Well, here we are folks! The first episode of Last Resort in 2013 is also the first of the final three episodes. “Damn the Torpedoes” seems to be quickly escalating all of the major story lines just in time for their series finale in a couple weeks. Most of the stories are moving along in a swift and satisfying manner, and some of them…not so much.

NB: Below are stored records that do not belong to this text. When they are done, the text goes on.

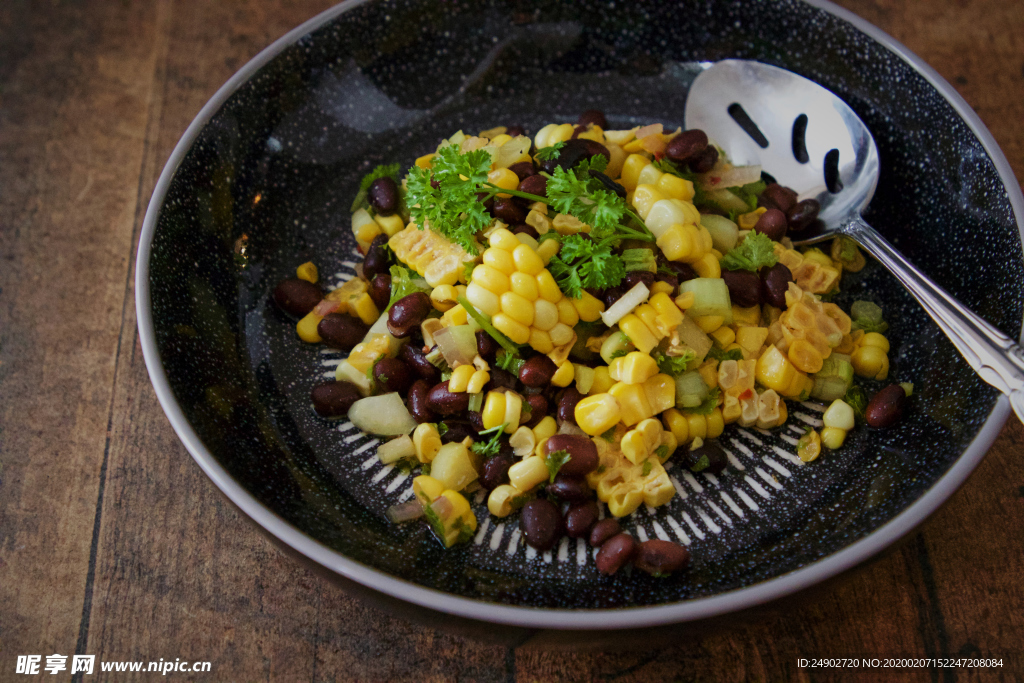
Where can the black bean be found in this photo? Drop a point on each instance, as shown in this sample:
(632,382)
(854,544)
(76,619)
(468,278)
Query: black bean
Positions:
(802,214)
(380,290)
(392,375)
(566,406)
(583,453)
(595,117)
(603,530)
(341,331)
(523,169)
(744,288)
(407,313)
(886,408)
(538,371)
(496,470)
(777,197)
(297,297)
(688,143)
(580,519)
(534,184)
(774,282)
(418,401)
(660,557)
(570,488)
(376,260)
(383,196)
(773,224)
(614,553)
(442,401)
(542,523)
(508,211)
(332,399)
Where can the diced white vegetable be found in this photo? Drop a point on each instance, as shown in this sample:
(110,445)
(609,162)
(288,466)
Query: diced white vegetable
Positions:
(385,415)
(626,303)
(395,450)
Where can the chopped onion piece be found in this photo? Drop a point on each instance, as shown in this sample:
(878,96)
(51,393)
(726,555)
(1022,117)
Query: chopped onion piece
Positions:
(404,511)
(626,303)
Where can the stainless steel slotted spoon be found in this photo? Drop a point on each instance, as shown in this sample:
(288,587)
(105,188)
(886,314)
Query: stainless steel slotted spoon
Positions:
(813,142)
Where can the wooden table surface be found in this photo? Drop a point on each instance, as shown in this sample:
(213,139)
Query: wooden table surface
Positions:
(114,543)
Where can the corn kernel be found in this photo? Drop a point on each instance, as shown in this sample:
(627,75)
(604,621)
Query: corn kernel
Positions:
(564,375)
(491,279)
(306,328)
(597,414)
(512,329)
(493,414)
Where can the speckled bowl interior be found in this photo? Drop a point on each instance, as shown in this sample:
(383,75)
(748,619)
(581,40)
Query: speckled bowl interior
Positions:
(275,160)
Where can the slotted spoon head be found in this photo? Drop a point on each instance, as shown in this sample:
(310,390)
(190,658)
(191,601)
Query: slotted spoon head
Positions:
(802,134)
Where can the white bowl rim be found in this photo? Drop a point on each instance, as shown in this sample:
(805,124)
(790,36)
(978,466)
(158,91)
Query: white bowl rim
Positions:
(622,617)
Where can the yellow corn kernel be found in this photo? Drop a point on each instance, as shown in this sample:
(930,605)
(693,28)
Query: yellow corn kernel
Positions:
(631,170)
(500,260)
(588,307)
(491,279)
(634,368)
(427,442)
(675,187)
(809,446)
(427,488)
(511,328)
(523,285)
(527,473)
(644,198)
(833,437)
(460,379)
(748,220)
(709,324)
(677,243)
(526,260)
(564,375)
(493,414)
(632,401)
(724,336)
(638,333)
(476,382)
(548,288)
(561,334)
(307,271)
(602,381)
(597,414)
(307,328)
(805,356)
(518,308)
(660,392)
(877,340)
(708,266)
(390,224)
(868,360)
(505,179)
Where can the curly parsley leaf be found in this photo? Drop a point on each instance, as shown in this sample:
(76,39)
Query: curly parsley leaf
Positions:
(673,365)
(758,251)
(547,154)
(554,461)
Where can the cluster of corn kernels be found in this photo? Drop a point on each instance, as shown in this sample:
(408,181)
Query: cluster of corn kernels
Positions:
(515,290)
(640,392)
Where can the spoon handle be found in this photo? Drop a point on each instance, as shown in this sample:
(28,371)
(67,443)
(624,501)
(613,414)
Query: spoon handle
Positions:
(998,359)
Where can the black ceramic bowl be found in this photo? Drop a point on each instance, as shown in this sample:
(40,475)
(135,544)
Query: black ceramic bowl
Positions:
(262,181)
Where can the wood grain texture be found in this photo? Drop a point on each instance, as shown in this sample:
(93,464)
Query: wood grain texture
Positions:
(93,96)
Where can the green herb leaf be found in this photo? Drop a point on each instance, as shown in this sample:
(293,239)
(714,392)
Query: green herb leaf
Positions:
(547,154)
(491,446)
(674,365)
(554,461)
(758,251)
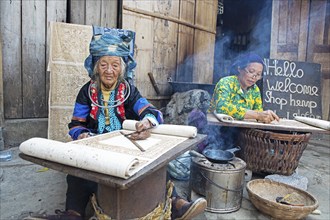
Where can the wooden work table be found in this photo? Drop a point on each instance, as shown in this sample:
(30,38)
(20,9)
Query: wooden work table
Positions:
(282,125)
(128,198)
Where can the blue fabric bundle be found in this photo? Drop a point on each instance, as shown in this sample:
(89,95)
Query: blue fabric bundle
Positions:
(111,42)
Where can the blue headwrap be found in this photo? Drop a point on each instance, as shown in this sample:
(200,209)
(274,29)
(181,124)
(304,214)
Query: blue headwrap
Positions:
(244,60)
(111,42)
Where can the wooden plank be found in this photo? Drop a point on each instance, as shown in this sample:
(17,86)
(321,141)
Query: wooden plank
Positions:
(303,33)
(144,48)
(206,14)
(109,14)
(78,11)
(56,12)
(185,59)
(33,59)
(164,55)
(318,26)
(203,57)
(169,18)
(283,125)
(93,12)
(184,70)
(10,29)
(283,22)
(187,11)
(2,118)
(275,24)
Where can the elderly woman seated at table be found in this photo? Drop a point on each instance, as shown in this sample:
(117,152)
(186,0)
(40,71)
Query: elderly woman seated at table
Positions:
(102,105)
(238,95)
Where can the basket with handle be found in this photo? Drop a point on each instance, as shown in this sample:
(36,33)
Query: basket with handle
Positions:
(272,152)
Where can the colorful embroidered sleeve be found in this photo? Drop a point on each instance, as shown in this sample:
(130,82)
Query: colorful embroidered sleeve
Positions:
(228,98)
(81,111)
(143,108)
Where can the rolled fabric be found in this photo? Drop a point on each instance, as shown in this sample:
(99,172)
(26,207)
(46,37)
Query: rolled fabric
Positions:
(166,129)
(81,156)
(314,122)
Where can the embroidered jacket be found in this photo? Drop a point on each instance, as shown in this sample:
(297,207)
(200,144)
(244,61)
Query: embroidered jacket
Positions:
(229,98)
(86,115)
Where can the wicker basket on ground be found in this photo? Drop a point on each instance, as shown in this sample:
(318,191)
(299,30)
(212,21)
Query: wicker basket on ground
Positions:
(263,194)
(272,152)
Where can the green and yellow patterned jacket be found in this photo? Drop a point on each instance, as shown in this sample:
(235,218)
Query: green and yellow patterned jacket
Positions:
(229,98)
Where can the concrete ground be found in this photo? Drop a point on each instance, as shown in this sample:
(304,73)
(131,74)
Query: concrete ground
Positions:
(27,187)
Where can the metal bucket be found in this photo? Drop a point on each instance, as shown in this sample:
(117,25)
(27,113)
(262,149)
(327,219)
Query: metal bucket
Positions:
(220,184)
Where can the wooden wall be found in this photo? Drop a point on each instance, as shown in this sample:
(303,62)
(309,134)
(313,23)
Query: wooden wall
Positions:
(174,41)
(300,32)
(169,33)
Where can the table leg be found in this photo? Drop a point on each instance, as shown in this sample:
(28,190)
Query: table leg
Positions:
(136,201)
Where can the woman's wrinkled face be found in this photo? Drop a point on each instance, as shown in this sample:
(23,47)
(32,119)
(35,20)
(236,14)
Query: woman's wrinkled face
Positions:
(250,74)
(109,69)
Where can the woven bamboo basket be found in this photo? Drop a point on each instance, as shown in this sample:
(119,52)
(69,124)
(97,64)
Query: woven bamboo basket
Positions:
(272,152)
(263,193)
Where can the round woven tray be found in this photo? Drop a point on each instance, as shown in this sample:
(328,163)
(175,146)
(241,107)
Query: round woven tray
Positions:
(263,193)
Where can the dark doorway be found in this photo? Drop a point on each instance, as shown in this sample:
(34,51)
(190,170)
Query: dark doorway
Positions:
(242,26)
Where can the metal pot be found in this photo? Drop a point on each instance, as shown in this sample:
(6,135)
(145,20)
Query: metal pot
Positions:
(220,156)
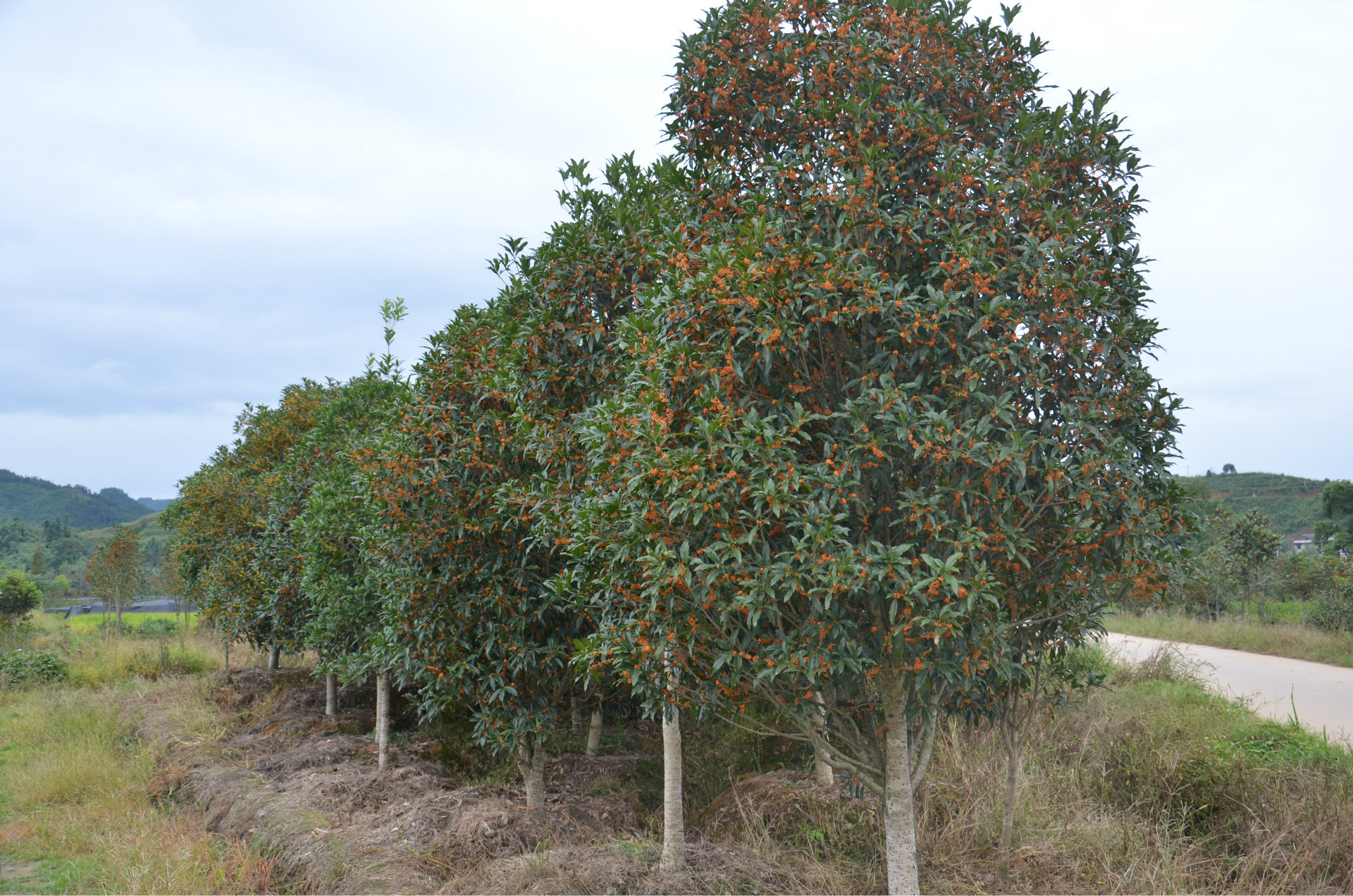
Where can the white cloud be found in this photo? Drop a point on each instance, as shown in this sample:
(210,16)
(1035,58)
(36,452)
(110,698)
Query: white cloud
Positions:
(204,202)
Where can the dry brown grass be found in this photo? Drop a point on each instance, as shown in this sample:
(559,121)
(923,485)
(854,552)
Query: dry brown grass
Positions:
(191,784)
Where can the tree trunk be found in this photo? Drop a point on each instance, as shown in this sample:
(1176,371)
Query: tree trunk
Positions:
(531,762)
(822,769)
(674,818)
(382,719)
(898,809)
(1003,862)
(594,733)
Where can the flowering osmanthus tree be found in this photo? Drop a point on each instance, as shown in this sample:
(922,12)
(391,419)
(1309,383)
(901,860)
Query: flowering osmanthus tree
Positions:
(323,525)
(888,404)
(473,615)
(325,517)
(221,517)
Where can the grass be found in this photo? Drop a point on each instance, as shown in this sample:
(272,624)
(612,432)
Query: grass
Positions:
(1276,639)
(1151,784)
(76,784)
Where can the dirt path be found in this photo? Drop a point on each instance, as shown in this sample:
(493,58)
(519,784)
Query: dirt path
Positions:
(1272,685)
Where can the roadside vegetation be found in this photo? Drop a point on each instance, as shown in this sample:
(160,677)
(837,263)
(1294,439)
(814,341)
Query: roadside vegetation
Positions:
(1273,637)
(1235,587)
(1149,784)
(734,545)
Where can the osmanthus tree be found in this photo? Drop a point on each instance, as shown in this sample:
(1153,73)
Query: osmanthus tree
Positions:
(888,404)
(471,615)
(221,518)
(485,462)
(323,520)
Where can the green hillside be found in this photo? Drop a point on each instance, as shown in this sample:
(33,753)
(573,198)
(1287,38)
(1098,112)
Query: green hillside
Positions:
(33,499)
(1291,502)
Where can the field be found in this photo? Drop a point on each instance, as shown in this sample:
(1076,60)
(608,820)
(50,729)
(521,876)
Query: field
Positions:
(1282,637)
(142,775)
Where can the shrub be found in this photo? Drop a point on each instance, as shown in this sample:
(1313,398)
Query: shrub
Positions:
(23,666)
(1333,611)
(18,597)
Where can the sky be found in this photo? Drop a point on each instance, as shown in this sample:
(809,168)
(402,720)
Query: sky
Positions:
(201,204)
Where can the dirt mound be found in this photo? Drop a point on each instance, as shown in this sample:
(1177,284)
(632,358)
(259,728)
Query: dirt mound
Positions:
(791,807)
(626,866)
(304,785)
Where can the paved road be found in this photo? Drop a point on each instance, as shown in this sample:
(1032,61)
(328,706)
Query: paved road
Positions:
(1323,695)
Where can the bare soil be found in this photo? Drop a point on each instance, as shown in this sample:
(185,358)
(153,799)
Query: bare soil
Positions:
(304,787)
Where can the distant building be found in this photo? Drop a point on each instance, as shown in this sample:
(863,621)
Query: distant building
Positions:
(154,605)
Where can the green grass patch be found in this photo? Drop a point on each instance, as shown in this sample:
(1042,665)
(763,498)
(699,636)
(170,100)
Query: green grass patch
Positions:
(1276,639)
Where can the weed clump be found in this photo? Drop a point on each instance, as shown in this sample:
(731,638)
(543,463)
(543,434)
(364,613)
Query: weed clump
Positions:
(32,666)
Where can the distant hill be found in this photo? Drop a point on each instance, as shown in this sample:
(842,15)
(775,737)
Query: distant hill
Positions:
(1291,502)
(35,499)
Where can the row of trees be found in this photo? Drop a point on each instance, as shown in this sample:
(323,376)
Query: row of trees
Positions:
(834,421)
(1237,565)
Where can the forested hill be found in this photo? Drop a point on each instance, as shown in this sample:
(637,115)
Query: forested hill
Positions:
(37,499)
(1291,502)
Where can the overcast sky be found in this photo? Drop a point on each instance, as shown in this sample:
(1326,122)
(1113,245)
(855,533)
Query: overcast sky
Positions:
(201,204)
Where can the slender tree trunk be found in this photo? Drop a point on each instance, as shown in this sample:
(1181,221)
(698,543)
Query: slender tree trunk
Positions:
(674,818)
(1003,864)
(594,733)
(531,762)
(823,772)
(898,809)
(382,719)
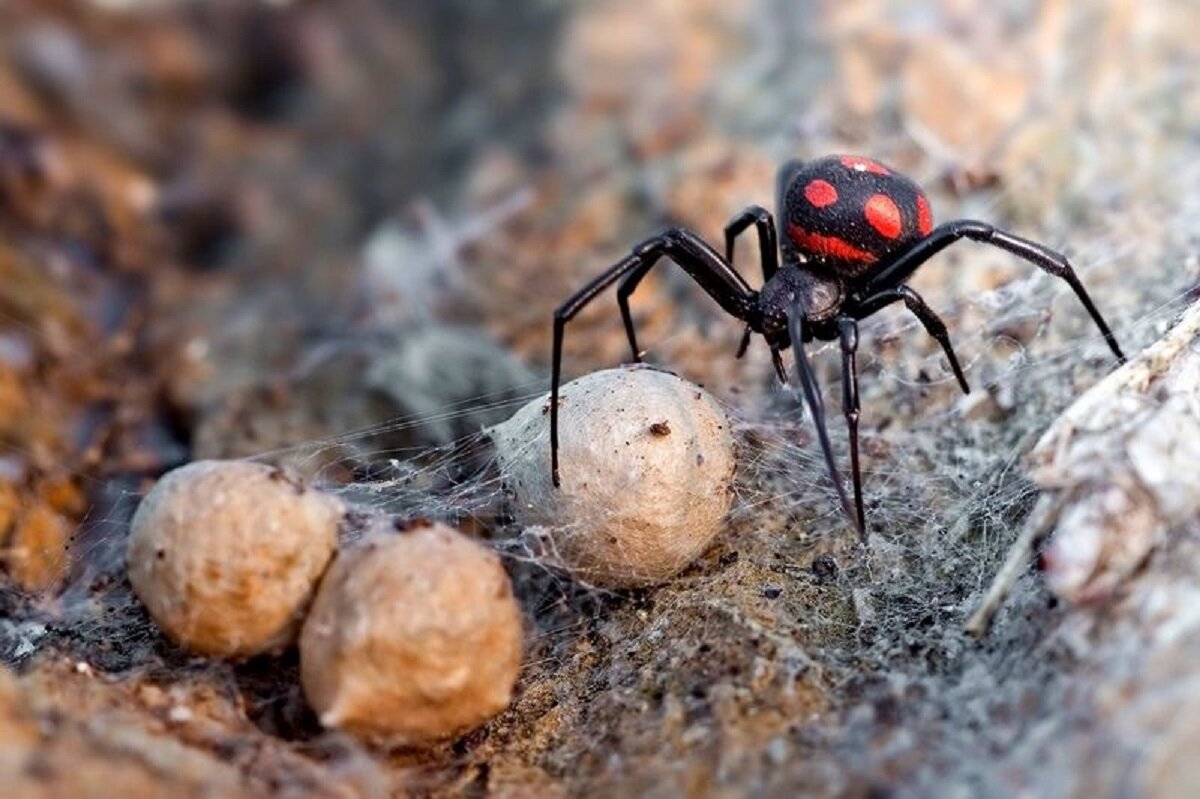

So Sam is obviously in mourning over the assumed death of his wife. How do you know he’s in mourning? Because he grew a big, nasty beard! People on TV shows only grow gross beards if they’re depressed or drunks, so it looks like Sammy qualifies for the former. Anyway, he goes on a little hike to clear his head, and he happens upon a few sailors and the Cob discussing a mutiny! As a big fan of the X-Files, I was very excited to hear Robert Patrick joining the Last Resort cast, but I definitely feel his character has been a little shortchanged. He’s been off the show for a few episodes in a row before the last one, and now we find out he’s a part of some rebel group out of the blue? He tells Sam he’s not with them, but he sure didn’t seem very innocent hanging out with them and attacking the XO. His character has been very back and forth throughout the series, so I’m hoping we get some resolution for the Cob before the finale.
The story aboard the Colorado was an exciting one this week, as a US Destroyer was sent to sink a Chinese vessel bringing supplies to Sainte Maria. I really loved the spin of Captain Thorne on the Destroyer being a fan of Chaplin since before all of this craziness went down, as it’s always interesting to see people from the outside world interacting with the insulated reality of the Colorado crew. We so rarely see people from outside the island directly interact with our island crew, so it’s always exciting when it happens.
Not only did we have the nail biting torpedo sequence, but Cortez was able to make one of her long journeys to that mountaintop to get more orders. What are her orders this time? To kill Marcus Chaplin! We knew she wasn’t going to do it, but that didn’t make her attempt any less thrilling. Her scene with Marcus in the bar was OK, but how great was that scene in Marcus’ quarters? Just incredible. The Bible passage was perfect, Jessica Camacho did a great job in communicating Cortez’s conflict, and what a great reveal at the very end showing us that Marcus was concealing a gun underneath that Bible! It sums up his character perfectly. He’s willing to use his intellect and emotions to convince people to see his point of view, but if they don’t, he’s ready to use force. He handled the situation with the Destroyer the exact same way that he handled Cortez. Wonderful stuff.
There were a few interesting scenes involving the minor characters this week, as Julian tried to get Sophie to join him in a partnership. He then speaks to Zheng about this mysterious rare element that’s found on the island. I would care a little more about these developments if there were more than two episodes remaining, but unfortunately that’s not the case.
Meanwhile, there’s still boring scenes back in Washington DC, and they’re still not as interesting as the stuff going on at the island. This week was a little more intriguing as congressmen and senators at the top of the government all discuss a coup d’etat, but even some faceless general getting shot wasn’t enough to interest me.
Overall tonight’s episode was another great hour of television, and it makes it even more heartbreaking that the show will be ending in just a couple weeks. Hopefully showrunners Kadjusek and Ryan can put together a satisfying conclusion. I guess we’ll see soon!
- Has Ernie Hudson ever NOT played an authority figure? This might be the only time I’ve ever seen him not play a police officer or a Ghostbuster, but now he’s a congressman.
- Was there a whole day where they trained the cast on how to slide down those banisters? I don’t know, but all I know is that I very badly want to do it.
- In case anyone was wondering, Marcus was reading from Matthew 5, from a section more commonly known as “The Beatitudes”. Such a great choice for what Cortez was going through.